Un peu plus loin, le même Cauchon lance à la Pucelle : « La résistance vaine du clan Armagnac, les ambitions ridicules de celui que tu appelles ton roi à un trône qui n’est pas le sien, sont, pour nous, des actes de rébellion et de terrorisme[85]… ». Anouilh a choisi soigneusement ses mots. Le temps des ambiguïtés est révolu. Sa Jeanne est aussi peu « résistante » que son Antigone. L’évêque affirme avoir opté pour le moindre mal. Rouen figure clairement la France occupée et Bourges, Londres. Le petit roi — ironie — s’appelle d’ailleurs Charles. C’est que l’épuration et surtout l’exécution de Brasillach, on l’a dit, ont fait d’Anouilh un anti-gaulliste acharné qui, de pièce en pièce, ne cesse de ressasser ses rancoeurs et que la droite néo-vichyssoise a volontiers annexé.

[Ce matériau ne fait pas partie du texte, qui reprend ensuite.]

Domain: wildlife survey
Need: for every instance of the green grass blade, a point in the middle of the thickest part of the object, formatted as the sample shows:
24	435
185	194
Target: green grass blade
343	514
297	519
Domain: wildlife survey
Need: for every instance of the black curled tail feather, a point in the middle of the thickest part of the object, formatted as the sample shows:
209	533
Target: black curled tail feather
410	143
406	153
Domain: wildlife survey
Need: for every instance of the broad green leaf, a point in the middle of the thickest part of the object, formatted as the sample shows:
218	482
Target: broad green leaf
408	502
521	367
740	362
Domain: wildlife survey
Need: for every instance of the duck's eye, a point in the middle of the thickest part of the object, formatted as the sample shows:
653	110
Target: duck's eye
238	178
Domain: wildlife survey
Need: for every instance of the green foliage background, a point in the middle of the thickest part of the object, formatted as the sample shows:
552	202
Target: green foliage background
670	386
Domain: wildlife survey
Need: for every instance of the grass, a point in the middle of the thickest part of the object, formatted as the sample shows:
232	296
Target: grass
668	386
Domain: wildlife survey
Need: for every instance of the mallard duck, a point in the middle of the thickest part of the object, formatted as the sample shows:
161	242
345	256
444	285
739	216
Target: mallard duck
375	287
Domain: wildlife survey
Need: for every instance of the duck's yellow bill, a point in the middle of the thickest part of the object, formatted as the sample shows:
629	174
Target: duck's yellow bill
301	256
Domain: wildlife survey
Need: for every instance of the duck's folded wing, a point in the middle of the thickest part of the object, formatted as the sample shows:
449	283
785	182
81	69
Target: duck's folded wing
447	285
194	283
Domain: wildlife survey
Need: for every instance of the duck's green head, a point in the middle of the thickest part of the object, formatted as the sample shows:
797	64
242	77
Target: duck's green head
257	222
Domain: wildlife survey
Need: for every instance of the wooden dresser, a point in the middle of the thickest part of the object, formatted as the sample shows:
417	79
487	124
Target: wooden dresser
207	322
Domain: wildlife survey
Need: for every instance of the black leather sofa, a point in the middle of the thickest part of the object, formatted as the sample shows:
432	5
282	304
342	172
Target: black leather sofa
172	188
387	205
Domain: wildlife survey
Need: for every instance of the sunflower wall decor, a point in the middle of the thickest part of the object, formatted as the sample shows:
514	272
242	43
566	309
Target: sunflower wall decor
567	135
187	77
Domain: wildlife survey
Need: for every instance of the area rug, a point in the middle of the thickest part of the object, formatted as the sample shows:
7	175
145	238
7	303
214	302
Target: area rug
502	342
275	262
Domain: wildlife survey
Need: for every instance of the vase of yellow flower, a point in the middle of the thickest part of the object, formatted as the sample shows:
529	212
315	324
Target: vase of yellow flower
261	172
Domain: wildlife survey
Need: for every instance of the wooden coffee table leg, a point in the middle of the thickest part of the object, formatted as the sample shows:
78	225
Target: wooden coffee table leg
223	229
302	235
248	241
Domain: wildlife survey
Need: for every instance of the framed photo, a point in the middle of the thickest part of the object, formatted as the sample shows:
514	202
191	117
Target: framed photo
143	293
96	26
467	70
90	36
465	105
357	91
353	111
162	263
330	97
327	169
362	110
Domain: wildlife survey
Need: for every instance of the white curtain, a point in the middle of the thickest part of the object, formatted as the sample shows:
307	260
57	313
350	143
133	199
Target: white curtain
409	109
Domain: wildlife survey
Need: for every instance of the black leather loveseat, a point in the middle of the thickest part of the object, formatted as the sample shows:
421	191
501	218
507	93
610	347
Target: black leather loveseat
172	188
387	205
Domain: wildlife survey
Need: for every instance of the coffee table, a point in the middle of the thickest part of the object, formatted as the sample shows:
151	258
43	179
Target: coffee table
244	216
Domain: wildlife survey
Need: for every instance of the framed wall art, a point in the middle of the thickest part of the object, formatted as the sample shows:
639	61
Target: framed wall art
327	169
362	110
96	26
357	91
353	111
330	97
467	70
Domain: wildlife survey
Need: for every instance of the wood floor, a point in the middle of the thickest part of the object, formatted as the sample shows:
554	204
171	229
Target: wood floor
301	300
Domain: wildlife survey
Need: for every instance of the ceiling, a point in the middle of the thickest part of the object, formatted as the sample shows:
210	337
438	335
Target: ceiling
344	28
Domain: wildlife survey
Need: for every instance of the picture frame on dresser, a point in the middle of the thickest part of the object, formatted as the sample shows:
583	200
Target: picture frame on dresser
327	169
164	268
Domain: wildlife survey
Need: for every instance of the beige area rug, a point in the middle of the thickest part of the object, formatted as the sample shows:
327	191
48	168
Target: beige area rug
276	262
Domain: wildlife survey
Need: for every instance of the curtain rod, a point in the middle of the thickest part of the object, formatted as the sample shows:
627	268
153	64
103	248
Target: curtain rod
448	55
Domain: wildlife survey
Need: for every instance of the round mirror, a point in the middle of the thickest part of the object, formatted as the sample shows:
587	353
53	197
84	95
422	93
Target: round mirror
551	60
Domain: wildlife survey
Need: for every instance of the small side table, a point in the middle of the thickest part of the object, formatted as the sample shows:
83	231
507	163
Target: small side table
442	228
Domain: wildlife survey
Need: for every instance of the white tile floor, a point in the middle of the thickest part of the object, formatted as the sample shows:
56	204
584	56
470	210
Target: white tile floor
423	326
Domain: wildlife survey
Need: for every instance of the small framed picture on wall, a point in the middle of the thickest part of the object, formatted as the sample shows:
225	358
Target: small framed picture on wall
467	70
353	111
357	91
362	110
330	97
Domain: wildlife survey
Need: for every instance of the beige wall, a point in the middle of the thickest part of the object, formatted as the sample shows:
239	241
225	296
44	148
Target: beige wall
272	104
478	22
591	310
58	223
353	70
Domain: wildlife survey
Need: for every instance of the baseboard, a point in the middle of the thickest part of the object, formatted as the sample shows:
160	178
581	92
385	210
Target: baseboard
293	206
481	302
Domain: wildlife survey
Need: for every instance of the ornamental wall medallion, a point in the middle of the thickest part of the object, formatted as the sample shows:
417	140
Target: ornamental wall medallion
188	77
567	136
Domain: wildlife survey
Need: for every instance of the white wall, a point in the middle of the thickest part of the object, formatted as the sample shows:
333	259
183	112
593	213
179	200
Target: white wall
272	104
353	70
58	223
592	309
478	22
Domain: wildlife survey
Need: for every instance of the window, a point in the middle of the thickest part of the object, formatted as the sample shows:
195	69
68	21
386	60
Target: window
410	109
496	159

Faut-il en conclure que la pièce de 1944 comportait un message subliminal insidieusement disséminé au fil des répliques ? On s’en gardera pour plusieurs raisons. D’abord, Anouilh a appris de Giraudoux le bon usage de l’ambiguïté. Il a habilement dispersé des effets de sens contradictoires. Il allait que la pièce fût ambiguë pour être jouée et juste avant et juste après la libération de Paris. Son auteur était assez sûr de son affaire pour ne pas la corriger entre-temps. Ensuite il est, de toute façon, tout ce qu’on veut sauf un écrivain-philosophe ou un intellectuel. Il ne cherche d’ailleurs pas à se faire prendre pour tel. Avant comme après 1945, le théâtre d’art dans lequel il s’est longtemps situé résiste à l’impératif d’engagement tel que Sartre le conçoit. Lui-même a négligé délibérément les savants commentaires des philosophes sur le personnage éponyme. De pièce en pièce, il module une thématique stable et adapte un personnel dramatique qui ne l’est pas moins. Antigone et Créon, répétons-le, sont d’abord des personnages d’Anouilh. Enfin et surtout son Antigone désacralisée s’inscrit dans un cycle de pièces noires avant de se situer dans une conjoncture historique, les années noires. L’alouette s’inscrit dans un autre cycle et dans une autre conjoncture. Elle infléchit la pièce de 1944 a posteriori[86].